In Spain, they call this meat Cebo.
If you are ever in the market to buy livestock, carefully check the nails of the pig: if the nails look nice, they will have never walked around the countryside.
In the supermarket, check for certifications and seals, especially the 100% Portuguese classification, free-range (creado no campo), and the well-being of the animal. Pingo Doce and Lidl usually have a selection of true Portuguese Porco Preto.

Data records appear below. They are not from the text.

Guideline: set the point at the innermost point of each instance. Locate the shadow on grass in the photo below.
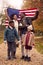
(39, 45)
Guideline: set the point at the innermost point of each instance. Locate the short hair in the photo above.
(11, 21)
(24, 14)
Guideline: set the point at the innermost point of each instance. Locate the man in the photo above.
(23, 28)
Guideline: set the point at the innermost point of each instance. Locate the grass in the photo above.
(39, 45)
(38, 42)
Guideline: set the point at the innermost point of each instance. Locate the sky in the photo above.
(14, 3)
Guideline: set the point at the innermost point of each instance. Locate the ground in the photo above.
(36, 58)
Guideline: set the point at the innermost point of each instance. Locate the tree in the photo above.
(38, 24)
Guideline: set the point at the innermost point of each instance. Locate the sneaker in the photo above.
(26, 57)
(22, 57)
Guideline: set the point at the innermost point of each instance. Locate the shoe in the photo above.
(26, 57)
(22, 57)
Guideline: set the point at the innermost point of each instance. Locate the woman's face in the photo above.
(15, 17)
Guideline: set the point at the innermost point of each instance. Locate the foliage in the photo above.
(38, 24)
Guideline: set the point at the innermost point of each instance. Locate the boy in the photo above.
(9, 37)
(29, 42)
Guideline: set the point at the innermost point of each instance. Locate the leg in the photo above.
(22, 46)
(13, 50)
(9, 50)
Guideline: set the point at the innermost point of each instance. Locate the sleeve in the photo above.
(5, 35)
(16, 34)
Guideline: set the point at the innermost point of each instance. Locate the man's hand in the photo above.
(5, 42)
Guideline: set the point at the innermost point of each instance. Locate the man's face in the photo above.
(22, 15)
(15, 17)
(12, 24)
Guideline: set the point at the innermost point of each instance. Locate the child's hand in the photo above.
(5, 42)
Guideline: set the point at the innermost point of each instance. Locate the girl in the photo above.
(29, 42)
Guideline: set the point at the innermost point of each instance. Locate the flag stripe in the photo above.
(28, 12)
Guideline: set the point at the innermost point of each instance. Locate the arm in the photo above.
(29, 43)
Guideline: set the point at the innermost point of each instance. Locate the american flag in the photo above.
(29, 13)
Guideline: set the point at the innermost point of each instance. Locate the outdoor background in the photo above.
(38, 27)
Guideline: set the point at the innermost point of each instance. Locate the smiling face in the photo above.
(15, 17)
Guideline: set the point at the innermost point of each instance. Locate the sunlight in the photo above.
(15, 3)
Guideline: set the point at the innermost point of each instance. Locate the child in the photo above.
(9, 37)
(29, 42)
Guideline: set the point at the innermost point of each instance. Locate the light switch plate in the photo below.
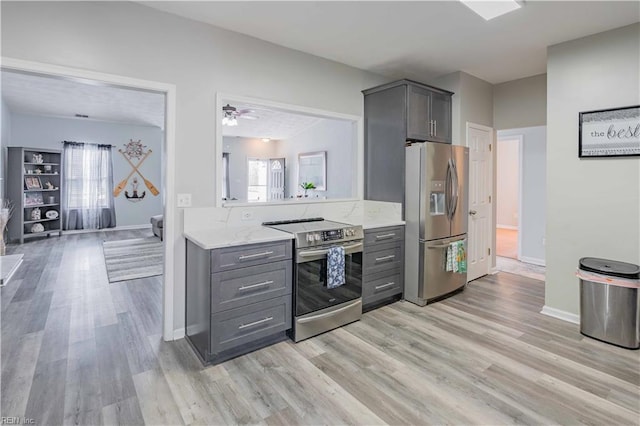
(184, 200)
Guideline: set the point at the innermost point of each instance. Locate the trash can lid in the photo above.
(610, 267)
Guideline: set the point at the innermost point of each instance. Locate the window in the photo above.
(258, 179)
(87, 201)
(87, 178)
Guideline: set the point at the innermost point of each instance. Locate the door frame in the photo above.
(492, 183)
(520, 142)
(171, 236)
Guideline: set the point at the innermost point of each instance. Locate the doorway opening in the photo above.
(520, 169)
(168, 91)
(508, 196)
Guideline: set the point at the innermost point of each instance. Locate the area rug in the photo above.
(514, 266)
(132, 259)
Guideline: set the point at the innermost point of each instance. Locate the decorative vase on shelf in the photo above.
(6, 208)
(36, 214)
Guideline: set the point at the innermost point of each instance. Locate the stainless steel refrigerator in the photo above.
(436, 203)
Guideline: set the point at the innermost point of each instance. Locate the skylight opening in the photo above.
(490, 9)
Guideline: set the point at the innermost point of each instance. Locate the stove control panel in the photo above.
(334, 234)
(320, 237)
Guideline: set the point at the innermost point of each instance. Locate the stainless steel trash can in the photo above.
(610, 301)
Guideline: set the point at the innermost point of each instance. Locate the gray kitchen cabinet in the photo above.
(238, 299)
(395, 113)
(383, 266)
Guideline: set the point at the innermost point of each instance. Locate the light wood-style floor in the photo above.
(507, 243)
(77, 350)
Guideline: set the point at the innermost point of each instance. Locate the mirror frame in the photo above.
(357, 180)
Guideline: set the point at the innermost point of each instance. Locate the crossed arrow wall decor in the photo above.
(135, 149)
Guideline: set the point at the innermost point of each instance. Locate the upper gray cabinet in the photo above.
(428, 114)
(394, 113)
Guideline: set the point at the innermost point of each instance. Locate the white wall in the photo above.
(593, 205)
(240, 149)
(5, 135)
(534, 190)
(132, 40)
(338, 139)
(472, 102)
(507, 177)
(520, 103)
(35, 131)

Challenges for the Portuguese market
Well, as we mentioned, the restaurants are serving Spanish meat as Porco Preto. In Portugal, the largest producer, Montaraz, only makes the Green and Black seal. The restaurants choose the White seal as it is much cheaper. And even though there are laws on what you can call it on the menu, these are not enforced. But don’t blame the restaurants too quickly as part of it is education and simply not knowing the difference between the colors of the seals.
In the end, it doesn’t matter if the meat is from Portugal or Spain. Porco Preto is simply the name of the Iberian Black Pig in a different language. I do think Portugual has the opportunity to distinguish themselves where it can be a matter of national pride to offer a product that is 100% Portuguese and that they at least are free-range.
They could call it: PORCO PRETO DO CAMPO – 100% PORTUGUES.
Maybe take it even a step further and that Portugal bans intensive production and only cures the ham in salt won in Portugal. But, you (usually) can’t stop commerce and mass production. Time will tell…
Then, if demand would grow for 100% Portuguese Iberian Black Pork, there would have to be more pig growers (criadores). This can be a stimulant for the local economy.
Porco Preto regions within Portugal
There are 3 origins of the black pig in Portugal:
- Alentejo
- Barancos (close to Spanish border)
- Santana de Serra
The central and southern regions have the best ecological system for the Porco Preto. The Alentejo makes up most of that region but there are also some farmers in the Algarve. You commonly refer to Porco Preto from the Alentejo as Porco Alentejano and even has a certificate. The Alentejo is known as the garden of Portugal and is a large, wide-open region with lots of space to roam free and the perfect climate for oak trees.
Getting close to the Black Pigs in Ourique
Ourique is the self-proclaimed capital of the Porco Alentejano. It is home to the ACPA, which is an organization promoting and preserving the Porco Alentejano. Driving in and around Ourique, it is difficult to find any black pigs walking around. The farms are often quite far from the main road and/or somewhat hidden. A tip is to visit the production facility of the largest black pork producer in Portugal, Montaraz de Garvão. The have a store on-site where you can buy different hams, including full legs, directly from the source.
There are over 40 farms in Ourique with over 10.000 Iberian Black pigs. In total, there are about 120 Porco Preto farms. If you like to visit a farm, you can contact the ACPA to see if they have tours available.
And of course, try one of the restaurants in Ourique that serve the Porco Preto. We recommend Ageda do Monte Velho, which is simple, affordable, yet incredible and they serve huge portions!